如需了解一般信息,请查看我们的[数据连接文档](https://palantir.com/docs/foundry/data-connection/overview/)。

* [计划构建从未运行](#scheduled-build-never-ran)
* [运行`SNAPSHOT`事务时,数据摄取导致数据集出现重复行](#ingestion-led-to-duplicate-rows-in-a-dataset-when-running-a-snapshot-transaction)
* [增量加载运行时间信息](#incremental-load-run-time-info)
* [数据库与数据集之间的列类型不一致](#column-type-is-not-consistent-between-database-and-dataset)
* [正在运行的查询状态](#status-of-running-query)
* [同步因架构不匹配而失败](#sync-is-failing-with-a-schema-mismatch)
* [重新添加已删除的同步作业规范时出现权限错误](#permission-error-when-re-adding-a-deleted-sync-job-spec)
* [Bootvisor状态为`Unknown`](#bootvisor-status-is-unknown)
* [SSL/TLS问题](#common-tlsssl-issues)

***

## 计划构建从未运行(Scheduled build never ran)

一个构建任务被安排在特定时间运行,但它并未尝试执行。

请执行以下步骤进行故障排除:

1. 该数据集和分支上是否有另一个正在运行的同步?请确认没有其他作业同时运行,因为无法在同一数据集和分支上同时运行两个同步。
2. 该计划是否已被暂停?请在该数据集的计划概览页面上确认此计划未被暂停。您可以通过同步的**在调度器中编辑(Edit in Scheduler)**视图或数据集预览(Data Preview)中的**管理计划(Manage Schedules)**选项访问此页面。
3. 此同步的代理(Agent)是否已被禁用?导航到与此同步源关联的代理,并确认该代理未被禁用。

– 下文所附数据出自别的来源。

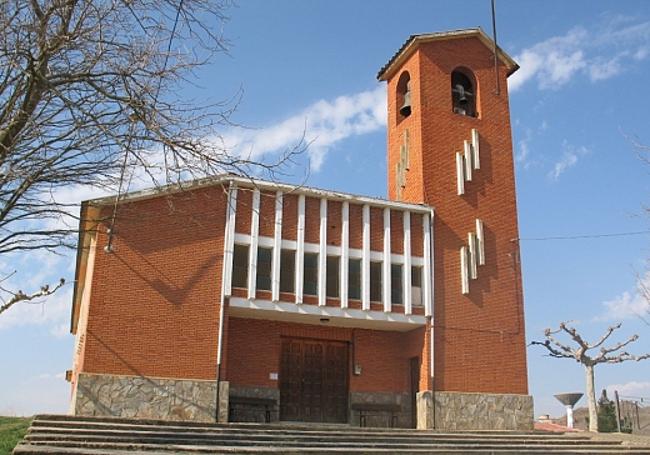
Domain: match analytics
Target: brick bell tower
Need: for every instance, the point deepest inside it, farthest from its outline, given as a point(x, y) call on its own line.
point(450, 146)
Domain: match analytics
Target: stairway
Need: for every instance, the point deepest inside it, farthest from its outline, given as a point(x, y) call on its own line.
point(53, 434)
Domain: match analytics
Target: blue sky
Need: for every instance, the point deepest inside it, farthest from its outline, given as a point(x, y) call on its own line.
point(578, 105)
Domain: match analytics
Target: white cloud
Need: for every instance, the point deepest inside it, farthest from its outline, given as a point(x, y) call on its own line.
point(323, 125)
point(629, 304)
point(632, 389)
point(523, 155)
point(569, 158)
point(598, 54)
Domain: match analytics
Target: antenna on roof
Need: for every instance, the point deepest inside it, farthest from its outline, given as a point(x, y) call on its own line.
point(496, 50)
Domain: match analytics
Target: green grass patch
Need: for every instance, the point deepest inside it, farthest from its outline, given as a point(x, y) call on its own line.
point(12, 430)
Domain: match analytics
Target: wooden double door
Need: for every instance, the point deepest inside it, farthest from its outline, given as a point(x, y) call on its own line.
point(314, 381)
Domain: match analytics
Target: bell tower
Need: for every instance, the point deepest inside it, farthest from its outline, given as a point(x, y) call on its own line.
point(450, 146)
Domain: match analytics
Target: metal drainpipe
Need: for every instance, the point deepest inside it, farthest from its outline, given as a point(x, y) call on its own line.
point(222, 306)
point(431, 319)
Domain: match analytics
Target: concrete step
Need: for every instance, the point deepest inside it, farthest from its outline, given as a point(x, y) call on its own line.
point(143, 432)
point(239, 429)
point(114, 436)
point(121, 449)
point(287, 426)
point(135, 439)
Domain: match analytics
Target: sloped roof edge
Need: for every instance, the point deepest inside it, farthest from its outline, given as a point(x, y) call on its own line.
point(414, 41)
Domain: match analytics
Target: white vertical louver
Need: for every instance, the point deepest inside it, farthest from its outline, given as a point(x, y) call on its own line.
point(322, 255)
point(300, 249)
point(467, 155)
point(473, 270)
point(277, 248)
point(475, 149)
point(480, 242)
point(460, 174)
point(464, 276)
point(252, 252)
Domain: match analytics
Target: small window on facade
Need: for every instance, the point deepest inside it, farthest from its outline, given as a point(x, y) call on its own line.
point(396, 284)
point(354, 279)
point(463, 93)
point(375, 281)
point(332, 276)
point(404, 95)
point(240, 266)
point(263, 281)
point(416, 286)
point(287, 271)
point(310, 275)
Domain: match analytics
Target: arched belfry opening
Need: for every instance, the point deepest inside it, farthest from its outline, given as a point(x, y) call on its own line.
point(463, 92)
point(404, 95)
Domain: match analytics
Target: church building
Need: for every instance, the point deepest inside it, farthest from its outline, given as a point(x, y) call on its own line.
point(234, 299)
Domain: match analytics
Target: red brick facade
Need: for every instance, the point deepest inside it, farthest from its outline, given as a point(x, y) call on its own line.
point(479, 338)
point(155, 298)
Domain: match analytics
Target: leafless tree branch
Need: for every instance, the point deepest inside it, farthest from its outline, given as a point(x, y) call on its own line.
point(89, 87)
point(580, 353)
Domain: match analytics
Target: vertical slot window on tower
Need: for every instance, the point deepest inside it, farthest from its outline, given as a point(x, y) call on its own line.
point(354, 279)
point(375, 281)
point(240, 266)
point(333, 276)
point(404, 96)
point(287, 271)
point(416, 286)
point(310, 275)
point(263, 279)
point(396, 296)
point(463, 92)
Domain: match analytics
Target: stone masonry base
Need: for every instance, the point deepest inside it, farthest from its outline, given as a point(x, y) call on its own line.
point(474, 411)
point(149, 398)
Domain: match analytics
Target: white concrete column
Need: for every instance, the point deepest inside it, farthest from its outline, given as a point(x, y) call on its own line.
point(345, 257)
point(300, 248)
point(322, 255)
point(406, 280)
point(472, 266)
point(252, 252)
point(386, 264)
point(229, 240)
point(428, 269)
point(365, 259)
point(277, 249)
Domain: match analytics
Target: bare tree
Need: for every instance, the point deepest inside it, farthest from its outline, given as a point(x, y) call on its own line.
point(580, 354)
point(89, 89)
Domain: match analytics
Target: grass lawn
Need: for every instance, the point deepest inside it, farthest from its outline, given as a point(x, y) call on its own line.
point(12, 430)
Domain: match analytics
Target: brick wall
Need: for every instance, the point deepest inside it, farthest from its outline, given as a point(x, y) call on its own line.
point(254, 353)
point(479, 338)
point(154, 307)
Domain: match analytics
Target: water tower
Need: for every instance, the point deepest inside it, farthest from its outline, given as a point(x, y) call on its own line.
point(569, 400)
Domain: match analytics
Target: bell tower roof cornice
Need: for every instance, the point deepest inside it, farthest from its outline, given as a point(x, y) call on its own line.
point(412, 43)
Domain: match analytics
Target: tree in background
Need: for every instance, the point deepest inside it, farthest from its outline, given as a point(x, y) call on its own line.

[返回顶部](#data-connection-faq)

***

## 运行`SNAPSHOT`事务时,数据摄取导致数据集出现重复行

同步已运行,但导致了重复行。

1. 创建新同步时,选择运行`APPEND`类型的同步,而不是`Snapshot`。
2. 声明增量设置时,如果`last_upd_in_appl_ts`是唯一且持续递增的列,请将其设置为该列,然后选择一个小于此列中所有其他值的值。
3. 此后,无需执行额外操作,因为数据连接(Data Connection)将跟踪已同步的最新值,并仅引入额外的新行。较新意味着值大于先前值,较新的时间戳大于较旧的时间戳。

[返回顶部](#data-connection-faq)

***

## 增量加载运行时间信息(Incremental load run time info)

我运行增量同步时使用了什么值?

请执行以下步骤进行故障排除:

1. 转到数据集。
2. 选择屏幕顶部附近的**历史记录(History)**。
3. 在屏幕左侧选择您感兴趣的相应事务。
4. 查看**构建(Build)**。
5. 查看**事务(Transaction)**。
6. 展开屏幕底部的**自定义元数据(Custom Metadata)**部分。
7. 检查`incrementalMetadata`块并验证其正确性。

[返回顶部](#data-connection-faq)

***

## 数据库与数据集之间的列类型不一致(Column type is not consistent between database and dataset)

我的类型与同步后数据集中显示的类型不同。

请执行以下步骤进行故障排除:

1. 如果列是`TIMESTAMP`类型,请验证Foundry中的结果类型是否为`LONG`。如果是`LONG`,您需要使用您选择的数据准备工具(代码仓库(Code Repositories)、数据准备(Preparation)或其他应用程序)将其解析为`TIMESTAMP`类型。这是许多数据库驱动程序将类型还原为其最安全表示形式的副作用。
2. 如果列是`DECIMAL`类型且精度与原始数据库不同,我们建议在数据库本身的查询中将数字转换为特定的精度和小数位数,或者在查询中将列转换为`VARCHAR`类型,然后在Foundry中重新转换。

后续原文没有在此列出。